Sa seule certitude est celle d’être née dans un Lebensborn, une usine à bébés construisant de futurs parfaits Aryens. Elle ne sait rien de sa date de naissance, ni de son vrai nom, ni de ses parents. Les nazis l’ont ainsi démise une première fois de son identité. La seconde, c’est quand ils ont brûlé tous les documents concernant les Lebensborn à la fin de la guerre. Or ne pas avoir d’identité, c’est être sans être. C’est non-exister. Comment dès lors se construire sur ce terreau infertile et lorsque qu’on naît coupable ? Car aux yeux de tous, ces orphelins sont les enfants de la honte : l’Allemagne s’en cache. Les Alliés méprisent ces êtres nés sans amour, destinés à être de purs produits de guerre. Dès leurs premiers jours, considérés comme bourreaux alors qu’ils sont victimes.

On avait droit aux meilleurs soins. Les meilleurs soins selon Himmler, c’est une infirmière après qu’on nous a arraché notre mère. Un plat protéiné dont il composait lui-même le menu. L’industrialisation de notre éducation. La rationalisation de cette industrie du bébé parfait. De l’amour mesurable, quantifiable, identifiable. Un amour théorique. Un oxymore.

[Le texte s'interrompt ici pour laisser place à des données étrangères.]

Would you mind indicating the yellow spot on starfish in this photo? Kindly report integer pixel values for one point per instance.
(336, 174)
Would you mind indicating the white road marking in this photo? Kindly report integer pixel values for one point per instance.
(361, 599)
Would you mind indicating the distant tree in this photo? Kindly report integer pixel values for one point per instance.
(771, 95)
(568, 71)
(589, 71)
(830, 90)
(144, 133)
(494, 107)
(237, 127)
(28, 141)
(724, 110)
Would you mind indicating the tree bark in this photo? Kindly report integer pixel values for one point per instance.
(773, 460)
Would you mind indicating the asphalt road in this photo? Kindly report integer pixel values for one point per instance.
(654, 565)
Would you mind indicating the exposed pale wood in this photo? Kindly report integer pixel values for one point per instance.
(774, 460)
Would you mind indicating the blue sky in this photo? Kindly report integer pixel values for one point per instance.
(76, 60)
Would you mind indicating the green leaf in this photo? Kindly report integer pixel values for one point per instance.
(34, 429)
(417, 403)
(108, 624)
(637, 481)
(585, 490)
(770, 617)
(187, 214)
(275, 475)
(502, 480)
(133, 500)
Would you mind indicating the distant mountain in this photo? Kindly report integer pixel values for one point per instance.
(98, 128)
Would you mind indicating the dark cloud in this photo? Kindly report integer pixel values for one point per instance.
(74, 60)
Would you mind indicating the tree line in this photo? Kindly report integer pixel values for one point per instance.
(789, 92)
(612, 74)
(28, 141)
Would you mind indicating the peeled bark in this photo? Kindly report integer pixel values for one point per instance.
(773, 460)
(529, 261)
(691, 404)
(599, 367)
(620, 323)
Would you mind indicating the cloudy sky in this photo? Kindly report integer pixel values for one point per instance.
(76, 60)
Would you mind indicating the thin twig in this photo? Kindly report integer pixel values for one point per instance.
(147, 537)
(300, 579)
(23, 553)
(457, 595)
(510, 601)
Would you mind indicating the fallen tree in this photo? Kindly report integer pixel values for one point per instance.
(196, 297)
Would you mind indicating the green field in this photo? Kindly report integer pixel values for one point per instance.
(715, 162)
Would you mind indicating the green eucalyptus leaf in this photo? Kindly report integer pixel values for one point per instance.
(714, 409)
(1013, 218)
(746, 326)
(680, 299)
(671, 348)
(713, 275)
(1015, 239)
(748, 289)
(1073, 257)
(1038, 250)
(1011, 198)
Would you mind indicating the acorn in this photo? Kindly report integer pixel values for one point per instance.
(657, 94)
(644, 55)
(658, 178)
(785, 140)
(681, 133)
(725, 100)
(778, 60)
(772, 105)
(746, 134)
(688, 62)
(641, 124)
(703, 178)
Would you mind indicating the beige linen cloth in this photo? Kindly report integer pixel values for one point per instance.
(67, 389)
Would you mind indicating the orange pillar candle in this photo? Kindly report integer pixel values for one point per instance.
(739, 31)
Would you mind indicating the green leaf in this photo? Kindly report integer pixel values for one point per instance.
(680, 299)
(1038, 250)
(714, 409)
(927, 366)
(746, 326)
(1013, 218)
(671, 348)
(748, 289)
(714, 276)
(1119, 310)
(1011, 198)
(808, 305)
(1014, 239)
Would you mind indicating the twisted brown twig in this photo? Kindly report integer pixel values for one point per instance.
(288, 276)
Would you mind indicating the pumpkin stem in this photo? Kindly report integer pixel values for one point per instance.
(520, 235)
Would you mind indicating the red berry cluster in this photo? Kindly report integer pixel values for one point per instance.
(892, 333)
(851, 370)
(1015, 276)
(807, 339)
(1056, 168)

Cette malédiction hantera Hildegard toute sa vie. Si elle a fait le choix d’essayer de vivre, beaucoup n’ont pas eu cette force. Qu’est-ce que mourir, finalement, pour des nés-morts ? En faisant appel à un scribe, elle tentera de mettre des mots sur ses maux et d’écrire cette non-vie. Pour laisser une trace. Pour s’inscrire, d’une manière ou d’une autre, dans la réalité. Pour que ses enfants comprennent et qu’ils sachent. Commence alors un long processus où Hildegard tentera de retracer son parcours avec l’aide de celui qui l’écrit. Un long combat, aussi étouffant pour l’un que pour l’autre, qui s’efforcera d’amener un peu de lumière à une enfance qu’elle n’a pas eue et dont elle n’est pourtant pas sortie, « nuage de cendres qui cache le soleil ».

Mon avis sur ce livre

Le livre « La race des orphelins » dresse le portrait d’une femme qui, toute sa vie, à chercher à être et à naître. Hildegard, personnage fort et fictif, tente de mettre sa vie en mots afin de raconter l’histoire d’une génération d’orphelins frappés dès leur naissance « du sceau de la trahison ». De sa prose superbe, Oscar Lalo nous raconte l’horreur à travers de courts textes percutants. Une mise en lumière de ce pan de la Guerre, aussi intéressante que bouleversante.